はいりさんの演技も文章も好きなのですが、他のエッセイももれなく拝読しております。疎遠だった実弟を訪れる「グアテマラの弟」も、映画および映画館や映画人への愛をつづる「もぎりよ今夜も有難う」も、良い本。どのエッセイでも、旅とは関係ない目的のためにはいりさんは見知らぬ土地へ一人で旅をします。
本来の目的の内容を膨らませてお涙頂戴のメロウなおはなしにもできるはずの経験を、はいりさんは淡々と旅人として描きます。そこが、とても爽やかで気持ちがいい。旅を愛する人だからこそ、自分の感情にもとどまったりこだわったりしすぎず、さらりと歩いていく。
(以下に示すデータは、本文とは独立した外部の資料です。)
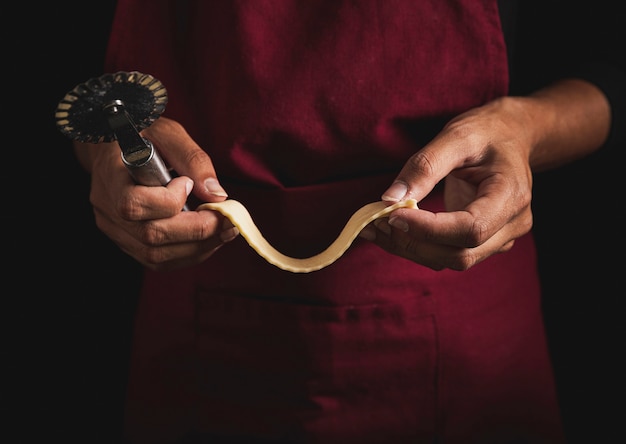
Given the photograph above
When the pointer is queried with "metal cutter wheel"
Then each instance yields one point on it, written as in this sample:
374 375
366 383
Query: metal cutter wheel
117 107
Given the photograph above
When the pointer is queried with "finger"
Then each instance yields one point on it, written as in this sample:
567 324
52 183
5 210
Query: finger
425 169
189 237
187 158
434 255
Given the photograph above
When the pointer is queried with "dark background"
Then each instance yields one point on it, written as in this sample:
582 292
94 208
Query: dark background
70 295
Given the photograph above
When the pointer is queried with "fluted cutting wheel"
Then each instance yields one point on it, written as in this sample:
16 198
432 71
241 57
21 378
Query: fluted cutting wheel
80 115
今考えれば、北欧・おひとりさま・旅、という平成末期から大流行りのワード詰込み。正直、この流行りに乗じて出た本などは、数年後には色あせている気がします。だけど、この本はきっと何年経っても面白さが変わらない。それは、薄っぺらい流行りものがテーマなのではなく、はいりさんの生き方という旅の1ページが本になっているから。
国が違えど
色んな媒体で、「フィンランド人と日本人は似ている」と聞きます。シャイで几帳面、鮭が好き。しかし、当たり前ですが、日本人という大きなくくりで性格や性質が定義できるわけでもないのに、異なる二つの国の国民性の共通点があるわけはないと個人的には思います。
エッセイの中で描かれているフィンランド人たちも、実にみんなユニーク。映画で共演する俳優陣、スタッフ、街中で会う人たち。誰一人、同じ性格の人はいません。それはおそらく、日本人側も同じ。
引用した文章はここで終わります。